Bleeding edge lme4 (or lme4a) plus DF estimation
On Mon, Feb 27, 2012 at 4:48 PM, Joehanes, Roby (NIH/NHLBI) [F]
<roby.joehanes at nih.gov> wrote:
Hi Ben: Thank you very much. I think I will familiarize myself with the lme4Eigen code for a while. A few more questions: 1. I noticed that there is lme4Eigen version 0.9996875-9 in the repository: http://lme4.r-forge.r-project.org/repos/src/contrib/ Which SVN revision does it correspond to? I am currently using it and it appears to be quite stable.
The SVN revision number is stored in the DESCRIPTION file for recent versions of lme4Eigen.
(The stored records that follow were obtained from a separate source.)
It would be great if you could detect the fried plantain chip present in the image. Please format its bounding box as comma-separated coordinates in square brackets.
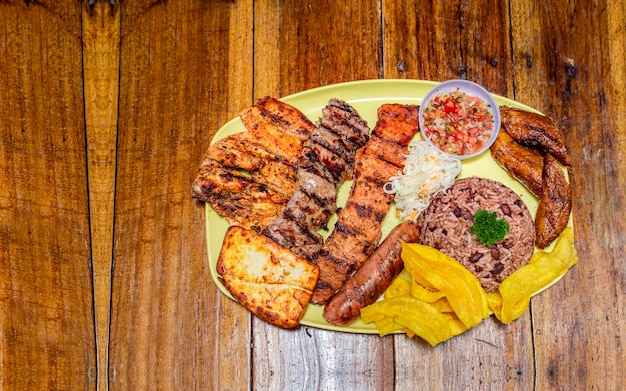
[488, 227, 578, 323]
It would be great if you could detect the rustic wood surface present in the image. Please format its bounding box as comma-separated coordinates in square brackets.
[0, 0, 626, 390]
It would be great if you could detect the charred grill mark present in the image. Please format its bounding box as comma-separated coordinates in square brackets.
[300, 148, 342, 183]
[316, 249, 350, 270]
[311, 124, 353, 161]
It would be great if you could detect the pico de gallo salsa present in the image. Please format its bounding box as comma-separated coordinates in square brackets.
[423, 88, 494, 156]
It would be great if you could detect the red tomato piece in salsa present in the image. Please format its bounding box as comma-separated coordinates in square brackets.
[424, 89, 494, 156]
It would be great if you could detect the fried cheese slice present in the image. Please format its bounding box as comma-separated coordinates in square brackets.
[217, 226, 319, 329]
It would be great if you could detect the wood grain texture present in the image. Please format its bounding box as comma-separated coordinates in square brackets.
[82, 2, 120, 390]
[512, 2, 626, 390]
[0, 1, 96, 390]
[109, 1, 252, 390]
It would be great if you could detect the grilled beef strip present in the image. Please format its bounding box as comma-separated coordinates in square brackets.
[263, 99, 370, 258]
[311, 104, 419, 304]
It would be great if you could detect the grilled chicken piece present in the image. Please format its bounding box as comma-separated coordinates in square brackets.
[192, 98, 315, 232]
[193, 159, 289, 232]
[535, 154, 572, 248]
[491, 129, 543, 197]
[311, 104, 419, 304]
[500, 107, 572, 166]
[206, 133, 298, 197]
[239, 97, 314, 166]
[263, 99, 369, 258]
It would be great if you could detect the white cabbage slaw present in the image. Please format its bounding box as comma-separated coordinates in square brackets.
[383, 140, 461, 221]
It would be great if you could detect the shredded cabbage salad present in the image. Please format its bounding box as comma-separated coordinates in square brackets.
[383, 140, 461, 221]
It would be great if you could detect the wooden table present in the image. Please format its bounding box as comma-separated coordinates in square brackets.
[0, 0, 626, 390]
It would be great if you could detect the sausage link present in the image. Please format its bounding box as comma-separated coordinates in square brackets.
[324, 222, 419, 326]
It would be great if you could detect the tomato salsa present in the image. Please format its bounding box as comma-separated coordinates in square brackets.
[423, 88, 494, 156]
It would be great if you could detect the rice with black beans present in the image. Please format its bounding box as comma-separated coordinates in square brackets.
[417, 177, 535, 292]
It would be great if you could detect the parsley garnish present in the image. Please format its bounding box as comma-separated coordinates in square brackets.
[470, 209, 509, 246]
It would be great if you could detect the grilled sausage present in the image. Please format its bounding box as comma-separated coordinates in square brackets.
[324, 222, 419, 326]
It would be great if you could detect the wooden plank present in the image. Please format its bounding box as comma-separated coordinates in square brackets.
[109, 1, 252, 390]
[82, 2, 120, 390]
[0, 1, 96, 390]
[512, 2, 626, 390]
[383, 1, 534, 390]
[247, 1, 393, 390]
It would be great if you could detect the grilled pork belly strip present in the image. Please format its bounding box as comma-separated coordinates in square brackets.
[192, 97, 315, 232]
[263, 99, 370, 258]
[311, 104, 419, 304]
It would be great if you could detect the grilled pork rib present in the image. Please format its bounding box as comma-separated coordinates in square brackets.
[263, 99, 370, 258]
[311, 104, 419, 304]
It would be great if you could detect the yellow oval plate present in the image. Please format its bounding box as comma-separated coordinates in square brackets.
[205, 79, 571, 334]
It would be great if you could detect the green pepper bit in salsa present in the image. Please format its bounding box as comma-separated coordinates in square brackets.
[424, 88, 494, 156]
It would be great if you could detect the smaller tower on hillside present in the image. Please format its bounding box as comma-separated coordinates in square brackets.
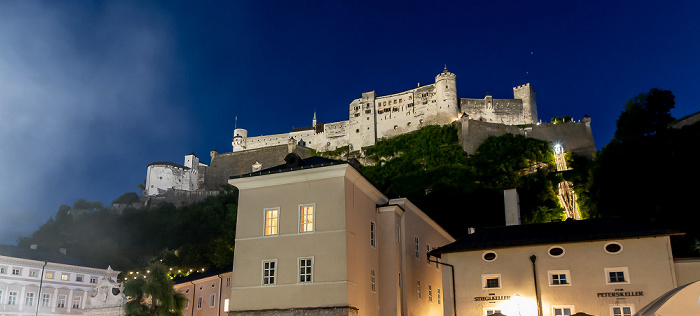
[513, 83, 538, 124]
[231, 128, 248, 152]
[435, 65, 459, 124]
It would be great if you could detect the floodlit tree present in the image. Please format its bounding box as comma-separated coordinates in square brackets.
[124, 264, 187, 316]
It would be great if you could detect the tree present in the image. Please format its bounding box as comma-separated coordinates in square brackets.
[124, 264, 187, 316]
[615, 88, 676, 142]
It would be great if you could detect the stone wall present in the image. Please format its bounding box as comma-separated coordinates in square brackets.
[458, 118, 596, 158]
[141, 190, 219, 207]
[204, 143, 311, 190]
[228, 307, 359, 316]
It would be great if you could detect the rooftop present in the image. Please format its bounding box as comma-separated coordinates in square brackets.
[0, 245, 107, 269]
[431, 218, 681, 256]
[229, 154, 347, 179]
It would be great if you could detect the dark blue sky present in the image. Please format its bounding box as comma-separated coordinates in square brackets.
[0, 1, 700, 243]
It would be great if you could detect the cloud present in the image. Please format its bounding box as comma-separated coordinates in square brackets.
[0, 1, 185, 243]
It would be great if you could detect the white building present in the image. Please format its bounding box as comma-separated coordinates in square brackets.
[0, 246, 125, 316]
[224, 154, 454, 316]
[431, 219, 700, 316]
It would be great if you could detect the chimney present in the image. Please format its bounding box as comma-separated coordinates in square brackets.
[503, 189, 520, 226]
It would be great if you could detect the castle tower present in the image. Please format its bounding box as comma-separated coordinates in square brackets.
[513, 83, 538, 124]
[435, 65, 459, 124]
[231, 128, 248, 152]
[185, 152, 199, 172]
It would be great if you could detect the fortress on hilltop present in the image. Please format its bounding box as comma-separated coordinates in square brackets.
[144, 67, 596, 204]
[231, 67, 538, 152]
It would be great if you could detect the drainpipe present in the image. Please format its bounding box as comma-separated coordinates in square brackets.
[34, 261, 49, 316]
[530, 255, 542, 316]
[428, 253, 460, 316]
[190, 281, 197, 316]
[216, 274, 224, 316]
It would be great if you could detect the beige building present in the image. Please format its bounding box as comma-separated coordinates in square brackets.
[431, 219, 700, 316]
[0, 245, 125, 316]
[173, 267, 232, 316]
[229, 157, 454, 315]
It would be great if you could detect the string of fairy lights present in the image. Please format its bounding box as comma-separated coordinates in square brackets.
[125, 268, 206, 280]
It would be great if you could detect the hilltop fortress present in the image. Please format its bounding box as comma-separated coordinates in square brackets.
[231, 68, 538, 152]
[144, 68, 596, 204]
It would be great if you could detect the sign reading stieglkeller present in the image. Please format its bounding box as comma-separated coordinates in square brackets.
[596, 291, 644, 297]
[474, 295, 510, 302]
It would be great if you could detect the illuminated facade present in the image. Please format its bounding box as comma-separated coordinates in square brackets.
[0, 245, 126, 316]
[173, 267, 232, 316]
[432, 220, 700, 316]
[229, 157, 454, 316]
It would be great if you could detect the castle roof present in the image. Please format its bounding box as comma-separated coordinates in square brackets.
[431, 218, 681, 257]
[148, 162, 190, 169]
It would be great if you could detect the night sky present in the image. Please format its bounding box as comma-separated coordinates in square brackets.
[0, 0, 700, 243]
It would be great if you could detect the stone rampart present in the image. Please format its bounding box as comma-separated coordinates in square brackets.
[458, 118, 596, 158]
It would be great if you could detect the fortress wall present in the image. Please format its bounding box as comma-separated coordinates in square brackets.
[459, 98, 525, 125]
[204, 143, 311, 190]
[459, 118, 596, 158]
[146, 164, 196, 195]
[457, 117, 520, 155]
[525, 122, 596, 158]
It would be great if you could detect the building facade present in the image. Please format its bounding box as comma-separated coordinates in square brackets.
[173, 267, 232, 316]
[432, 220, 699, 316]
[229, 157, 454, 315]
[0, 247, 125, 316]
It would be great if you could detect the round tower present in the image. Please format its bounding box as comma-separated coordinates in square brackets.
[231, 128, 248, 152]
[435, 65, 459, 124]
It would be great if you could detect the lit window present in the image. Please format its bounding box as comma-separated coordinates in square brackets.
[610, 305, 633, 316]
[416, 280, 420, 299]
[548, 270, 571, 286]
[262, 260, 277, 285]
[41, 293, 51, 307]
[413, 236, 420, 259]
[481, 274, 501, 289]
[552, 306, 574, 316]
[299, 204, 314, 233]
[265, 208, 280, 236]
[24, 292, 34, 306]
[299, 258, 314, 283]
[605, 267, 630, 284]
[72, 296, 82, 308]
[56, 295, 66, 308]
[7, 291, 17, 305]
It is actually the revision number for the last check-in of the DESCRIPTION file but that gets updated fairly frequently so the revision number in there is a pretty tight lower bound.
2. It seems that the code for revision 1618 isn't that much different than the HEAD branch (I believe 1621 at the moment). Is it really that buggy? I am primarily interested in the lmer, not glmer.
The current revision (1623) should compile. The breakage was something I did on Friday and needed to commit because it was only on my laptop. I realized later that I had a modified version of RcppEigen on my laptop and without those modifications the compilation croaked. I created a version that doesn't use those particular modifications, at least for now.
3. (A different topic) Is there any way to speed up calling lmer on the same X and Z matrices but thousands of different y columns? In general linear model, we can invoke QR decomposition and use Q and R matrices to speed the calculations up. Is there such a decomposition (or method) that we can exploit to speed up the calculation?
Yes, check out the refit function. I just saw that the documentation suffers from cut-and-paste errors but the general idea is to give a fitted model a new response and run only the optimization step.
(fm1 <- lmer(Yield ~ 1|Batch, Dyestuff))
Linear mixed model fit by REML ['lmerMod']
Formula: Yield ~ 1 | Batch
Data: Dyestuff
REML criterion at convergence: 319.6543
Random effects:
Groups Name Variance Std.Dev.
Batch (Intercept) 1764 42.00
Residual 2451 49.51
Number of obs: 30, groups: Batch, 6
Fixed effects:
Estimate Std. Error t value
(Intercept) 1527.50 19.38 78.8
refit(fm1, Dyestuff2$Yield)
Linear mixed model fit by REML ['lmerMod']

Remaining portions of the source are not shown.